La pandemia del coronavirus ha sacado a la luz algo que parecía haber olvidado nuestra sociedad: cada vida humana importa, es única. Que se lo pregunten a los sanitarios que recibían a un enfermo en el hospital, muy grave, que les decía: “Hagan algo por mí”. Inexplicablemente, cuando la pandemia arreciaba en nuestro país y se llevaba a nuestros mayores a la tumba, se aprobaba un proyecto de ley que, según dice, promete una buena muerte: la eutanasia.
¿Qué es una buena muerte? Sin duda, una buena muerte no es aquella en la cual me desconectan de una máquina. Una buena muerte no es aquella que me provoco yo, ni una muerte que consienten mis familiares. Una buena muerte es aquella en la que soy consciente del paso tan importante que voy a dar: ¡el más importante! Es aquella en la que soy consciente de todo lo vivido, de lo bueno y lo malo, y procuro arreglar esto último. Una buena muerte es aquella en la que cuido y soy cuidado. Cuido de mis familiares, sí, desde mi enfermedad, y les ayudo a afrontar la vida de una manera esperanzada, distinta. Soy cuidado también por ellos, reconocido, amado por lo que soy, una persona.

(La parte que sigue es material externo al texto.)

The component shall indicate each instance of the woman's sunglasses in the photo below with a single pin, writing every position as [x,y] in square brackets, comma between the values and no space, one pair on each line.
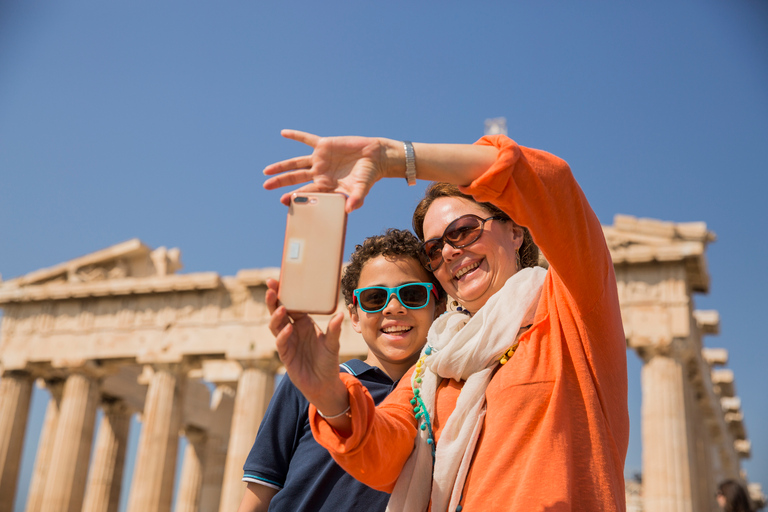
[460,233]
[375,298]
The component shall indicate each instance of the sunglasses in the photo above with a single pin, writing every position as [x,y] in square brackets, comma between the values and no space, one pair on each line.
[373,299]
[460,233]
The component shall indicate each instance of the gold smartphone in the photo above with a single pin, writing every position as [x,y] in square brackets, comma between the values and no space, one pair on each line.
[310,272]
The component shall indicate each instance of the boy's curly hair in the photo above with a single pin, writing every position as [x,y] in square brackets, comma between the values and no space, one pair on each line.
[394,242]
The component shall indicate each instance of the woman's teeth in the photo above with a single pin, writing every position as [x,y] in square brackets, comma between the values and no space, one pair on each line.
[397,328]
[466,269]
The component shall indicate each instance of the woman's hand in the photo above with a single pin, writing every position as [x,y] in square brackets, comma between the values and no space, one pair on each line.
[310,356]
[350,165]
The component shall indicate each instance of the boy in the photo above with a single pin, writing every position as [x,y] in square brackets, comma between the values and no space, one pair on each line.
[392,301]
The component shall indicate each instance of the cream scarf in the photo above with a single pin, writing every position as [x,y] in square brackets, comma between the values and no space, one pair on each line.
[463,348]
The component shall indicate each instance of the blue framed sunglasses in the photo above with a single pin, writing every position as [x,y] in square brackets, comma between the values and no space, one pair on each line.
[373,299]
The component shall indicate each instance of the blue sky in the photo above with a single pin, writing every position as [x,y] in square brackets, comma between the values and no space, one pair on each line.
[154,120]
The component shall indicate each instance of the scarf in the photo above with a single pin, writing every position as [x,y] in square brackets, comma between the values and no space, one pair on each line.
[465,349]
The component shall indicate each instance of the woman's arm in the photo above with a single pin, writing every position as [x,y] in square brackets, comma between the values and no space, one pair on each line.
[538,190]
[351,165]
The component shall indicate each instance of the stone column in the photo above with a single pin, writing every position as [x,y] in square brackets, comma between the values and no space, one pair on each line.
[222,403]
[102,493]
[254,390]
[188,497]
[153,476]
[667,484]
[45,446]
[15,393]
[68,469]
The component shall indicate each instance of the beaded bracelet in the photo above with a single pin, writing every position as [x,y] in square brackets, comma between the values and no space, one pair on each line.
[342,413]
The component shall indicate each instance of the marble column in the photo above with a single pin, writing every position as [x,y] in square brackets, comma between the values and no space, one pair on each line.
[65,485]
[45,446]
[15,394]
[188,497]
[102,494]
[254,390]
[222,404]
[667,459]
[153,476]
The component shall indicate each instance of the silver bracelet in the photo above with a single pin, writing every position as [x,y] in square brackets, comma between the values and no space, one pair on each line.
[342,413]
[410,163]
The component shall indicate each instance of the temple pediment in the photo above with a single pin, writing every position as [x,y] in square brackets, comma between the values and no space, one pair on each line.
[127,259]
[636,241]
[110,271]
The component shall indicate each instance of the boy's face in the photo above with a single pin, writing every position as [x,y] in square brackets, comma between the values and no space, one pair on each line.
[396,334]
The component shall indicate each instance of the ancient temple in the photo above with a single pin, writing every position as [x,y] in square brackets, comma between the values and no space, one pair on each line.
[121,331]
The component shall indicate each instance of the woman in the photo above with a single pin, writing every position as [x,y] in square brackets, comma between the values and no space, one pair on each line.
[548,430]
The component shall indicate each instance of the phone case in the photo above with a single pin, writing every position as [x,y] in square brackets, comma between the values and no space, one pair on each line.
[310,273]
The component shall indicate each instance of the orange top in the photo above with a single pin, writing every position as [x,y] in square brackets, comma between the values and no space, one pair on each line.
[556,428]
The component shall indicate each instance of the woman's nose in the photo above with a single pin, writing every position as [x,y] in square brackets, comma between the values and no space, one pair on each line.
[449,252]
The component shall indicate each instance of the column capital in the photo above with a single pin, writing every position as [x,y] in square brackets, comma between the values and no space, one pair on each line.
[680,349]
[266,365]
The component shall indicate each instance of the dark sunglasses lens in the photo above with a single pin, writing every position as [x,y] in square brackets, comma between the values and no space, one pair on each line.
[414,295]
[433,249]
[373,299]
[464,230]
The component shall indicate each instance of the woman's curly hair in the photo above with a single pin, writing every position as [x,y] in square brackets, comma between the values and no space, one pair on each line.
[529,252]
[394,242]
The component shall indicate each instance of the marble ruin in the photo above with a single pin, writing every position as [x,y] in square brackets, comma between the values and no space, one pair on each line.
[121,331]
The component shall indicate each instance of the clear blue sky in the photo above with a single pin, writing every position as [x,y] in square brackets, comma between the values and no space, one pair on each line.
[154,120]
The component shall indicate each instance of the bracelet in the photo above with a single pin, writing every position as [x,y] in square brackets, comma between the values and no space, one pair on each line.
[410,163]
[342,413]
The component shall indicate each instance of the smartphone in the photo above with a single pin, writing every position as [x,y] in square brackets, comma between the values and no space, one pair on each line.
[310,272]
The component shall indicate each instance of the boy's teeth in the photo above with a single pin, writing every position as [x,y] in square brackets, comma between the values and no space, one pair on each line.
[397,328]
[465,270]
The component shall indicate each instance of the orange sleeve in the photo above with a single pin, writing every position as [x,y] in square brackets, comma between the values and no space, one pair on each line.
[538,191]
[382,437]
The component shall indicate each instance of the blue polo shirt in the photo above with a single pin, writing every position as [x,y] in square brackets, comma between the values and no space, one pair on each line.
[286,456]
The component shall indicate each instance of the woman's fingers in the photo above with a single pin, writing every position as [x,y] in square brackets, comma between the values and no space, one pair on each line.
[299,162]
[287,179]
[285,349]
[307,138]
[278,320]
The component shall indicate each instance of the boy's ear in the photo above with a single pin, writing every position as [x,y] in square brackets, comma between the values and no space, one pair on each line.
[354,318]
[440,307]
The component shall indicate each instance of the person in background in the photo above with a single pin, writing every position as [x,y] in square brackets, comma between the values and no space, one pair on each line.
[732,497]
[519,399]
[392,301]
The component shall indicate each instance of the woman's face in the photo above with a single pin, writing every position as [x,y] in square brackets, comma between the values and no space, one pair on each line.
[474,273]
[396,334]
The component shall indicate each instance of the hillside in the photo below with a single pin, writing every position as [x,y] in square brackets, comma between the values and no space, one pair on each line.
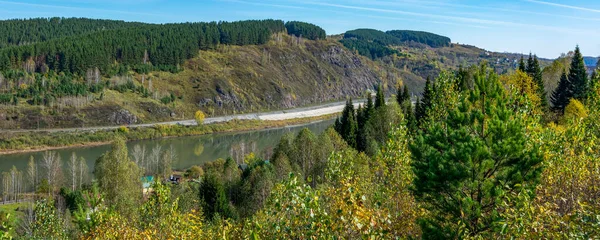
[424,54]
[113,73]
[284,73]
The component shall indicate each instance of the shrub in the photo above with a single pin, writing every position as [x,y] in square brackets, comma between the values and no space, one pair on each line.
[199,116]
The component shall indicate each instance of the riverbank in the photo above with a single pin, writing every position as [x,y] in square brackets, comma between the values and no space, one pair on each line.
[24,142]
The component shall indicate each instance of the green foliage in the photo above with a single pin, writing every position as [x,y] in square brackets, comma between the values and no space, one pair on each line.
[18,32]
[346,125]
[368,49]
[402,95]
[430,39]
[167,45]
[534,71]
[464,165]
[578,76]
[562,94]
[47,224]
[6,226]
[213,198]
[119,178]
[379,98]
[522,67]
[425,103]
[376,44]
[306,30]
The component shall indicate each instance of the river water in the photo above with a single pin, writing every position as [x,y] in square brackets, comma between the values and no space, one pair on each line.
[190,151]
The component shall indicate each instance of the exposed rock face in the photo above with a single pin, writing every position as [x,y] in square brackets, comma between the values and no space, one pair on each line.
[289,76]
[123,117]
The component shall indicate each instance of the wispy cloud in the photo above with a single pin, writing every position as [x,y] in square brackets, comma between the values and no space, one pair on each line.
[425,21]
[453,18]
[266,4]
[495,9]
[78,8]
[564,6]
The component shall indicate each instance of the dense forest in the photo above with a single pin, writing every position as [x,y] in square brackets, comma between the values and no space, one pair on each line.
[376,44]
[163,46]
[306,30]
[478,156]
[74,72]
[19,32]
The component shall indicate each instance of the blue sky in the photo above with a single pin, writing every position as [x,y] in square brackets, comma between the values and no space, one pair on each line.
[545,27]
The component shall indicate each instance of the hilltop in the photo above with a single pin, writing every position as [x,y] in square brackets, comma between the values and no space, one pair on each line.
[83,72]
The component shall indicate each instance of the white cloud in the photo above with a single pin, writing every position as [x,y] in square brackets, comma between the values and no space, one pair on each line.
[564,6]
[77,8]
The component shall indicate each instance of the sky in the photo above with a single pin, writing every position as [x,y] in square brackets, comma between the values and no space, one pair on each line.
[544,27]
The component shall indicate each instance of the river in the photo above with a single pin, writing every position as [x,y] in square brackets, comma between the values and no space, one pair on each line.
[190,151]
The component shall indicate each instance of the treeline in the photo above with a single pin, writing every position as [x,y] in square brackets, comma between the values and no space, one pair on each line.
[430,39]
[17,32]
[376,44]
[164,46]
[305,30]
[366,128]
[480,163]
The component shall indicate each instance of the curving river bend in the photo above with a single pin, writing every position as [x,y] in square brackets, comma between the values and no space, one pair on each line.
[192,150]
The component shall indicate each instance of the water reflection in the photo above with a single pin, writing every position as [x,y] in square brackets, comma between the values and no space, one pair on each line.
[187,151]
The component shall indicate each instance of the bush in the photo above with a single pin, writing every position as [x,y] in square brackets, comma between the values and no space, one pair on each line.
[199,116]
[574,111]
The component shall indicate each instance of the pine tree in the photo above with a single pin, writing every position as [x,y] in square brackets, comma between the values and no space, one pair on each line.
[379,98]
[469,163]
[119,178]
[578,76]
[348,127]
[562,94]
[535,72]
[522,65]
[370,107]
[464,79]
[361,120]
[403,95]
[423,107]
[213,197]
[409,115]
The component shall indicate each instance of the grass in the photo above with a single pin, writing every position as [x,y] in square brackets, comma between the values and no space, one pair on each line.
[39,141]
[16,213]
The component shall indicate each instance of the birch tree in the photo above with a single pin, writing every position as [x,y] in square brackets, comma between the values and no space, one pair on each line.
[73,171]
[32,173]
[52,166]
[83,171]
[155,158]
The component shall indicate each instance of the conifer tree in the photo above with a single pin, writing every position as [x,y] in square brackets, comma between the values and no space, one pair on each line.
[348,127]
[467,164]
[409,115]
[562,94]
[578,78]
[535,72]
[361,120]
[522,65]
[402,95]
[119,179]
[370,107]
[421,111]
[379,98]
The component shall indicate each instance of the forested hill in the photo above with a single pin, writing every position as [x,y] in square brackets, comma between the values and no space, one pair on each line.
[79,72]
[19,32]
[376,44]
[165,46]
[154,72]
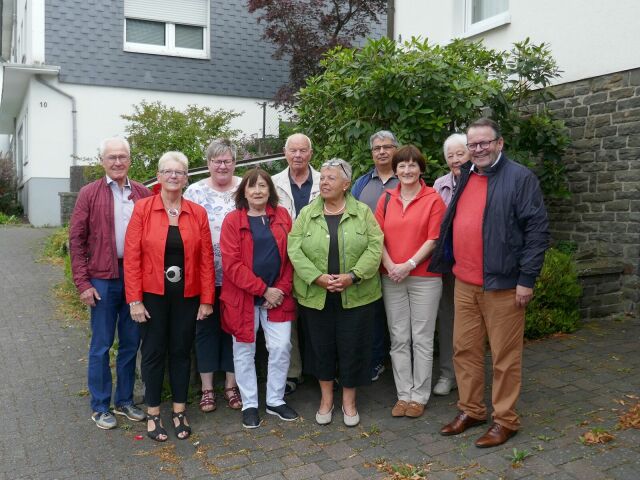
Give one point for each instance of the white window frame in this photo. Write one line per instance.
(169, 49)
(472, 29)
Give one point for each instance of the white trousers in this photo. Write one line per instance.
(278, 341)
(412, 307)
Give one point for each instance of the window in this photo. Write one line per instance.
(483, 15)
(167, 27)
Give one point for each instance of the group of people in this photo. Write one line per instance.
(326, 267)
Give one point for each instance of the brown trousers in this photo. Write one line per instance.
(478, 314)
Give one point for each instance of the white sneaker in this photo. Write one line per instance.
(444, 386)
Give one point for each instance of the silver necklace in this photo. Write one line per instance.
(337, 211)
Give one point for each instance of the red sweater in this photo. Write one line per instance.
(467, 231)
(406, 231)
(145, 243)
(240, 284)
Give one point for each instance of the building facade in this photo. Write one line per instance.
(595, 44)
(72, 68)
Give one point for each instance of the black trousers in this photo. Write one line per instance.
(170, 330)
(339, 342)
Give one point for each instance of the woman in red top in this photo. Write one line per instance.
(169, 283)
(256, 292)
(410, 216)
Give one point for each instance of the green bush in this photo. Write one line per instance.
(56, 244)
(424, 92)
(8, 219)
(155, 128)
(555, 304)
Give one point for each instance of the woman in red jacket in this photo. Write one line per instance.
(169, 283)
(257, 292)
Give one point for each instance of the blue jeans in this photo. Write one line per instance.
(380, 348)
(110, 312)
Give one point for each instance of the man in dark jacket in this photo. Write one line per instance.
(368, 189)
(96, 241)
(493, 238)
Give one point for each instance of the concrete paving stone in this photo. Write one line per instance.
(271, 476)
(291, 460)
(328, 465)
(583, 469)
(352, 461)
(302, 472)
(342, 474)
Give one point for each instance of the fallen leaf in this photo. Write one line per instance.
(593, 438)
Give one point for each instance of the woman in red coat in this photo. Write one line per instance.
(257, 292)
(169, 283)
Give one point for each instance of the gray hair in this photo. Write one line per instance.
(286, 144)
(179, 157)
(342, 165)
(383, 135)
(220, 146)
(103, 144)
(454, 139)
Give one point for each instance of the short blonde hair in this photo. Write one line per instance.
(179, 157)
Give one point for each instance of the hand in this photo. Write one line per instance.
(274, 296)
(338, 283)
(399, 271)
(204, 310)
(323, 281)
(139, 314)
(523, 295)
(90, 296)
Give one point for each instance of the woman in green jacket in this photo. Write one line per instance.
(335, 247)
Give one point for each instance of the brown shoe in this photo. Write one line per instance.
(414, 410)
(496, 435)
(399, 409)
(233, 398)
(460, 424)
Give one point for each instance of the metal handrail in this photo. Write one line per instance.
(247, 162)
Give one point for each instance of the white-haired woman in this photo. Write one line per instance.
(335, 247)
(214, 348)
(456, 154)
(169, 284)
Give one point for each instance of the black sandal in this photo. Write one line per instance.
(159, 430)
(182, 426)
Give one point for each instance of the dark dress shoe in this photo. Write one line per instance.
(460, 424)
(496, 435)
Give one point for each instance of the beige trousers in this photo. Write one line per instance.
(494, 314)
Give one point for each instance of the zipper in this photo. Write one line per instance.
(344, 262)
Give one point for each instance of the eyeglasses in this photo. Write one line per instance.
(483, 145)
(302, 151)
(218, 163)
(380, 148)
(336, 164)
(115, 158)
(171, 173)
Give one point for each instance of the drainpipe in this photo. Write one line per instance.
(74, 116)
(391, 18)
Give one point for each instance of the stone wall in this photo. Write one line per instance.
(603, 165)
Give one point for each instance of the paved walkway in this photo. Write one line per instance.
(571, 384)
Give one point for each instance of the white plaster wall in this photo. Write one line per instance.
(588, 37)
(99, 111)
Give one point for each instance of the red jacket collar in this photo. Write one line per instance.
(156, 204)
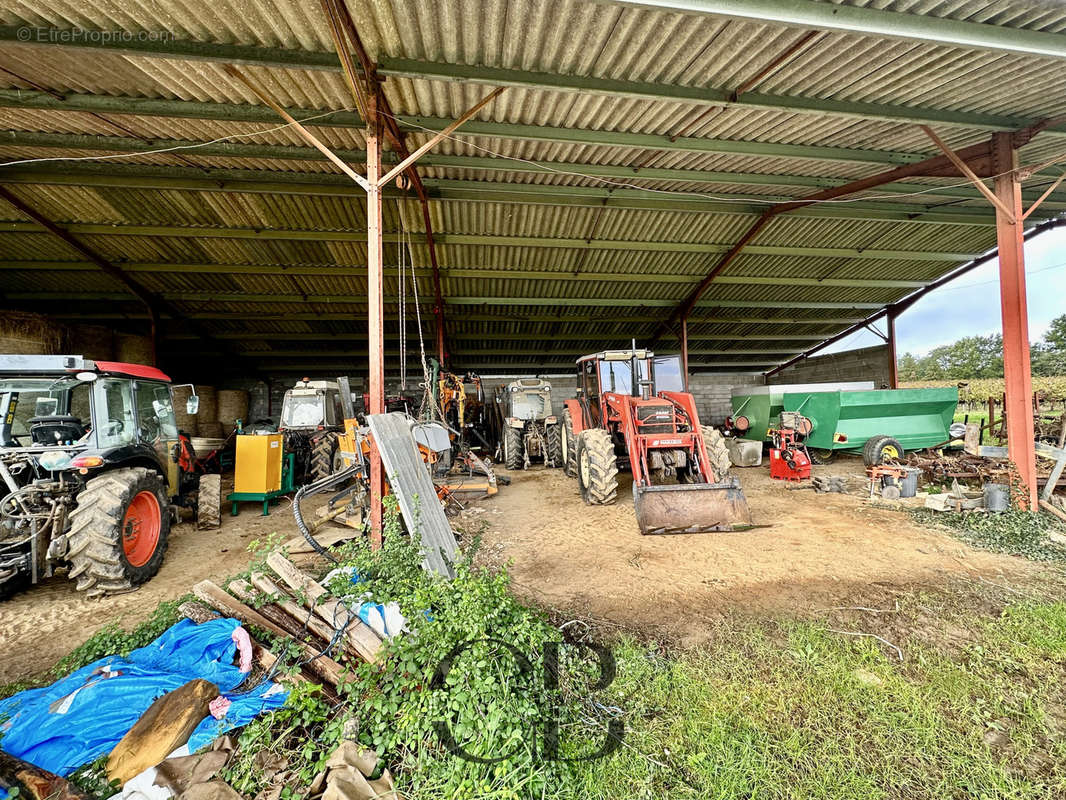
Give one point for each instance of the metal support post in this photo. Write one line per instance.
(374, 314)
(1016, 366)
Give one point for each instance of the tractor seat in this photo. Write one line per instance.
(52, 430)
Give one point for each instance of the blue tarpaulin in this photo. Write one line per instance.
(80, 718)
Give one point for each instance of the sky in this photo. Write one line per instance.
(970, 306)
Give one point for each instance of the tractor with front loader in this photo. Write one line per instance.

Ojalá caigamos en la cuenta de lo importante que es la vida de cada ser humano, de que es “única e inalienable”, en palabras del Papa Francisco, “porque ha sido creada a imagen de Dios”, fundamento de toda la vida social. En la cultura moderna, “la referencia más cercana al principio de la dignidad inalienable de la persona es la Declaración Universal de los Derechos del Hombre. Los derechos no son solo individuales, sino también sociales, de los pueblos y de las naciones”.
La eutanasia no es una “buena muerte”, como nos indica su propio nombre, es un término equívoco: es, en definitiva, la supresión de la dignidad de la vida humana. Miremos a nuestro alrededor, salgamos de verdad distintos de esta pandemia. ¡Te cuido! ¿Cuidas de mí?